Giuliani -- along with former U.S. Attorney General Michael Mukasey, former Homeland Security chief Tom Ridge, former U.S. Ambassador to the United Nations John Bolton and former Rhode Island Rep. Patrick Kennedy -- spoke at a conference in Paris on Monday, where he suggested that the United States should use the People's Mujahedin to militarily attack Iran's nuclear program.
I have a feeling that the only thing that will stop [Ayatollah Ali Khamenei] and the only thing that will stop [President Mahmoud] Ahmadinejad is if they see strength, if they see power, if they see determination, if they see an America that is willing to support the people that want to overthrow the regime of Iran, Giuliani told the audience in Paris.
But the MEK -- along with 49 other groups including al-Qaeda and Hezbollah -- is officially listed on the State Department's list of Foreign Terrorist Organizations, a distinction that means that providing material support or resources or accepting donations or contributions for it is illegal.

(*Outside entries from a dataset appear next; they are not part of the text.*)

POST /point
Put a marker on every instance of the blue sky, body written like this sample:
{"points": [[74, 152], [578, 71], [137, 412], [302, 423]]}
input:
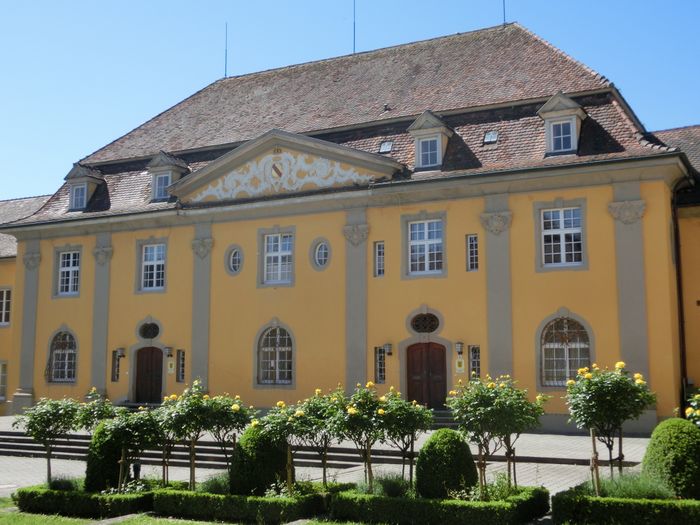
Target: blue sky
{"points": [[79, 74]]}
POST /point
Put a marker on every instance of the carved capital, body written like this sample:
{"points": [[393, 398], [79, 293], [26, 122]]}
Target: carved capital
{"points": [[356, 233], [202, 247], [627, 212], [31, 260], [496, 222], [102, 254]]}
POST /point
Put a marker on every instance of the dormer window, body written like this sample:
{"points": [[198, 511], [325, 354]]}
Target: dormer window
{"points": [[78, 196], [429, 155], [160, 186]]}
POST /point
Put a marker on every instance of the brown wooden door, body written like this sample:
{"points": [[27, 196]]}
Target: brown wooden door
{"points": [[149, 375], [427, 374]]}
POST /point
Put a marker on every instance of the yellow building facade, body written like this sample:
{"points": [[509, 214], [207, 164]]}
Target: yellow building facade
{"points": [[410, 252]]}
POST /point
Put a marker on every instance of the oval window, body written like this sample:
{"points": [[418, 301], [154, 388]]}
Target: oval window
{"points": [[321, 254]]}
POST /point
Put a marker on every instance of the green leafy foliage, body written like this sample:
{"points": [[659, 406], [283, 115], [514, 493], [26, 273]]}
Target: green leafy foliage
{"points": [[444, 463], [576, 506], [258, 461], [673, 456]]}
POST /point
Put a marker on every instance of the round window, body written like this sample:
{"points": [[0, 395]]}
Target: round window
{"points": [[321, 254]]}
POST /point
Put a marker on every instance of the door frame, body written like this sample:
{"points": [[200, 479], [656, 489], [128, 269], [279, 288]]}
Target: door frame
{"points": [[132, 367]]}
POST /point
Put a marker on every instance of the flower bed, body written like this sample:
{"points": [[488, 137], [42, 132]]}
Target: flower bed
{"points": [[575, 506], [80, 504], [530, 504], [248, 509]]}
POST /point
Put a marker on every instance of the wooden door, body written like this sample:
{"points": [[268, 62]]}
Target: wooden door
{"points": [[427, 374], [149, 375]]}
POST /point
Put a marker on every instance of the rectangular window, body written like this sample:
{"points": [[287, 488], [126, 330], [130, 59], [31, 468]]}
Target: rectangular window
{"points": [[5, 301], [180, 372], [278, 258], [3, 381], [78, 196], [68, 273], [160, 190], [562, 136], [475, 360], [379, 258], [428, 152], [425, 247], [562, 239], [115, 366], [153, 267], [472, 253], [379, 365]]}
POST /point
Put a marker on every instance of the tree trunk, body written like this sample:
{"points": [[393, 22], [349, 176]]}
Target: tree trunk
{"points": [[595, 475]]}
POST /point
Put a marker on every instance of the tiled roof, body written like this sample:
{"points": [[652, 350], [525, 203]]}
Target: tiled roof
{"points": [[491, 66], [12, 210], [686, 139]]}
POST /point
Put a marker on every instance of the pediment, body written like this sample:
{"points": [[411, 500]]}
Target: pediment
{"points": [[280, 163]]}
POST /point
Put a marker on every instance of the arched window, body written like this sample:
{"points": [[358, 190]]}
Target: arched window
{"points": [[62, 358], [565, 348], [275, 357]]}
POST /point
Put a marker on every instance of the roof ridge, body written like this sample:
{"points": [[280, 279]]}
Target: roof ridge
{"points": [[599, 76]]}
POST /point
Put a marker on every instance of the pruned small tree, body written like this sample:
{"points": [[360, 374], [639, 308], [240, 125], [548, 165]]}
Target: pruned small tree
{"points": [[601, 401], [46, 421], [403, 422]]}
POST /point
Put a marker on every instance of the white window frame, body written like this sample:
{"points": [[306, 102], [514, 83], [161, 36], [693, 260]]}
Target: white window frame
{"points": [[160, 191], [562, 232], [68, 279], [379, 259], [5, 306], [420, 142], [427, 244], [472, 252], [551, 126], [75, 204], [3, 381], [278, 261], [154, 266]]}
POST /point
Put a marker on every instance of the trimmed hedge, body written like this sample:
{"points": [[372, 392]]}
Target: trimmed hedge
{"points": [[81, 504], [531, 504], [248, 509], [574, 506]]}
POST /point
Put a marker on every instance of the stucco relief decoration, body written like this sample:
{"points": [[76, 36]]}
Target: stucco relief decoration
{"points": [[102, 254], [31, 260], [281, 172], [627, 212], [356, 234], [202, 247], [497, 222]]}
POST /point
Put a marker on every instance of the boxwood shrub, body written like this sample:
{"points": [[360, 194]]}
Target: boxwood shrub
{"points": [[39, 500], [232, 508], [574, 506], [531, 504]]}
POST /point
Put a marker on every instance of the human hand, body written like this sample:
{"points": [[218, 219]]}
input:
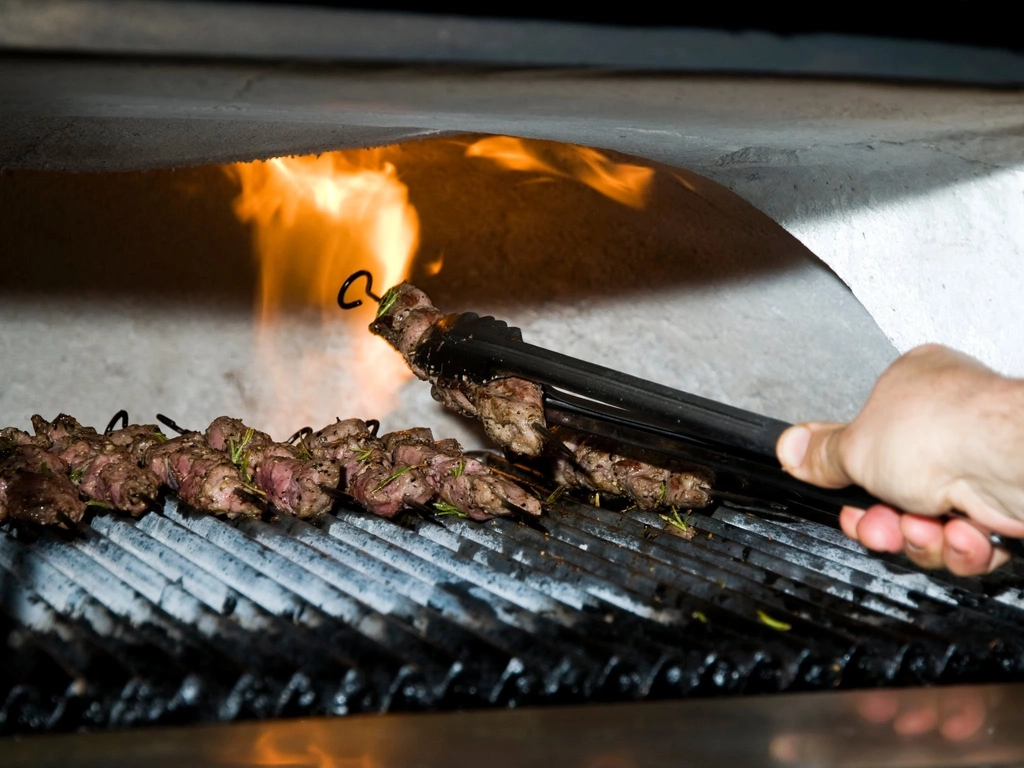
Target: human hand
{"points": [[939, 432]]}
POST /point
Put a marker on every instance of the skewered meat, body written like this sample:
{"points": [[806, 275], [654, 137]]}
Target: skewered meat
{"points": [[34, 483], [103, 471], [649, 480], [202, 476], [137, 439], [290, 481], [511, 410], [461, 481], [366, 470], [508, 408]]}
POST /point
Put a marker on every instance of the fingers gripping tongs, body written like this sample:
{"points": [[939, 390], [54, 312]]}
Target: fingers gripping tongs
{"points": [[732, 442]]}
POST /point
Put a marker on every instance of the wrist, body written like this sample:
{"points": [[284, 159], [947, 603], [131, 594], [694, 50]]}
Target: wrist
{"points": [[997, 430]]}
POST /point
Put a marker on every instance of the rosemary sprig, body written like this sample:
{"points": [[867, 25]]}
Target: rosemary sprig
{"points": [[240, 458], [387, 301], [555, 495], [444, 509], [676, 521], [773, 623], [392, 477], [238, 452]]}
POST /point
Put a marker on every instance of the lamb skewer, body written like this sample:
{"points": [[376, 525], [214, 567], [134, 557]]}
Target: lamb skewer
{"points": [[602, 465], [366, 471], [508, 408], [34, 483], [460, 481], [202, 476], [512, 413], [291, 482], [103, 471]]}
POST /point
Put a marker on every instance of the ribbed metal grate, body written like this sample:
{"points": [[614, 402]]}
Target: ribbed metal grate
{"points": [[180, 616]]}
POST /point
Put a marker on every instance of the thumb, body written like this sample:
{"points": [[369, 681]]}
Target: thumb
{"points": [[811, 453]]}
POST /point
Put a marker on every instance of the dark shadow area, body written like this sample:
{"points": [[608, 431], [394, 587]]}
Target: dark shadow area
{"points": [[503, 236], [167, 236]]}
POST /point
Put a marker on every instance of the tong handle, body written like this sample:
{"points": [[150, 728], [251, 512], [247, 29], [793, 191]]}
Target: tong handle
{"points": [[481, 349]]}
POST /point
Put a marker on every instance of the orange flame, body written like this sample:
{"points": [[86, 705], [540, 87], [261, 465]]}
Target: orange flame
{"points": [[310, 744], [621, 181], [315, 220]]}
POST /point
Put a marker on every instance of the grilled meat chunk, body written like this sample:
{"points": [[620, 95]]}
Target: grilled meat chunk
{"points": [[34, 483], [458, 480], [508, 408], [104, 471], [290, 477], [137, 439], [649, 480], [202, 476], [365, 469]]}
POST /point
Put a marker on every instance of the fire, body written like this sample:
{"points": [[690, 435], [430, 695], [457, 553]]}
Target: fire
{"points": [[621, 181], [315, 220], [294, 743]]}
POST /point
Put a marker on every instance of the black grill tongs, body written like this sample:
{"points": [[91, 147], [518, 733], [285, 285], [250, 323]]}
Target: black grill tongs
{"points": [[592, 398]]}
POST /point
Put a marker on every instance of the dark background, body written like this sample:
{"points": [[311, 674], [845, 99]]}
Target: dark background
{"points": [[965, 23]]}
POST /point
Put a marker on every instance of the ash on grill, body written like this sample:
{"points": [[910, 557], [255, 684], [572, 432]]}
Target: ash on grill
{"points": [[180, 616]]}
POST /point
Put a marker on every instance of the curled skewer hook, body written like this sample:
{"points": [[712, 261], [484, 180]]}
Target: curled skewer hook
{"points": [[121, 415], [170, 423], [346, 304]]}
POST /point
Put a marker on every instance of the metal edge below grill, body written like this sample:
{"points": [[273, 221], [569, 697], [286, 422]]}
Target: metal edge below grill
{"points": [[180, 617]]}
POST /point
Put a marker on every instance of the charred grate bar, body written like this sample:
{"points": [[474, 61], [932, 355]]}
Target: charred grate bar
{"points": [[180, 616]]}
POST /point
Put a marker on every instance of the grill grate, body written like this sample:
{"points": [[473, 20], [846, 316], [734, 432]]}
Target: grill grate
{"points": [[181, 617]]}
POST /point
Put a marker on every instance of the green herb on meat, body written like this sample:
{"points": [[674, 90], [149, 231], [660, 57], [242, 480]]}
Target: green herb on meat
{"points": [[387, 301], [773, 623], [444, 509], [392, 477], [676, 521]]}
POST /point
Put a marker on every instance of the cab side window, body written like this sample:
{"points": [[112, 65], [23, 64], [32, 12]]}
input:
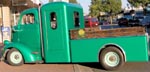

Three top-rank former U.S. officials are currently being investigated by the Treasury Department for accepting speaking fees from the MEK. Former Pennsylvania Gov., Philadelphia Mayor and Democratic National Chairman Ed Rendell was the first to face federal scrutiny for accepting speaking fees from the MEK, and earlier this month ex-FBI Director Louis Freeh and a former chairman of the Joint Chiefs of Staff, retired Gen. Hugh Shelton, were also subpoenaed.
Giuliani blasted the cowardly sources in the State Department or elsewhere who unknowingly are doing the bidding of the mullahs, adding that the potential criminal repercussions don't frighten me, won't stop me, won't stop any of us, ever.
In the past few years, dozens of other politicians have been paid by groups affiliated by the MEK, including former Vermont Gov. and Democratic National Chairman Howard Dean, retired Gen. Wesley Clark, former New Mexico Gov. Bill Richardson, former Bush White House Chief of Staff Andy Card and even former Rep. Lee Hamilton, D-Ind., the co-chairman of the 9/11 Commission who once condemned the MEK when he served as chairman of the Congressional Subcommittee on Europe and the Middle East. (According to reports, these MEK advocates are beginning to hire lawyers.)
Giuliani, who charges as much as $100,000 per speaking engagement, was asked to appear at the Paris conference by the French Committee for a Democratic Iran. The U.S. Treasury Department charges that these types of Iranian organizations are clandestinely funneling money from the MEK into speakers' pockets. Groups like the Iranian American Community of North Texas and the Iranian American Cultural Association of Missouri have paid hundreds of thousands of dollars to American officials as well.
This is an utter lie and there is not even a scintilla of truth to it, stated MEK spokesman Hossein Abedini, in a statement, responding to the allegations.
The MEK, as the legitimate opposition to the clerical regime, enjoys international recognition in Europe and the U.S. The objective of this failed propaganda is to weaken the widespread public support of the members of Congress, officials and scores of U.S. generals for ... revoking of the illegitimate and unjust terror listing of the MEK.
Rendell was implicated because he allegedly accepted fees from the National Council of Resistance of Iran, or NCRI, a political organization that is believed to be a front or alias for the MEK. The NCRI's homepage is littered with photos of American officials, such as Giuliani and Ridge, and its ties with the MEK are no secret.
Headed by Iranian exile Maryam Rajavi, the NCRI is the umbrella organization of five Iranian opposition groups that the State Department states is not a separate organization, but is instead, and has been, an integral part of the MEK at all relevant times.
As the Iranian nuclear confrontation intensifies, the furor surrounding the MEK is only going to increase. The group is trying to position itself as a friend of the U.S. and Israel, one devoted to overthrowing the Islamic regime in Iran, but its history works against such claims. The MEK found itself on the terrorist list after attacks on Americans and the American-backed Shah in the 1970s and 1980s. After falling out with Iran's revolutionary leaders, the MEK found an ally in Saddam Hussein, who paid for the group's military expertise during his bloody 1980-88 war with Iran.
However, the MEK now claims to be a peaceful, democratic organization. Its members currently live as refugees in Iraq's Camp Ashraf, where some feel that MEK has morphed from terrorist group to cult.
Since 1985 the MEK has changed into a destructive cult, said Masoud Banisadr, its former U.S. spokesman. To be a cult means, they always pursue their own specific interest. They might be useful (to the U.S.) in one occasion or another, but as a whole as they are not loyal toward any norms, ethics, principles or mutual agreement. Like al Qaeda, they cannot be trusted.
Regardless, the U.S. State Department said on Monday that it continually reviews the status of the MEK on the Foreign Terrorists list. In the meantime, people like Giuliani will continue to fight for a group that is as polarizing in the international community as the ongoing discussion about a pre-emptive military strike on Iran.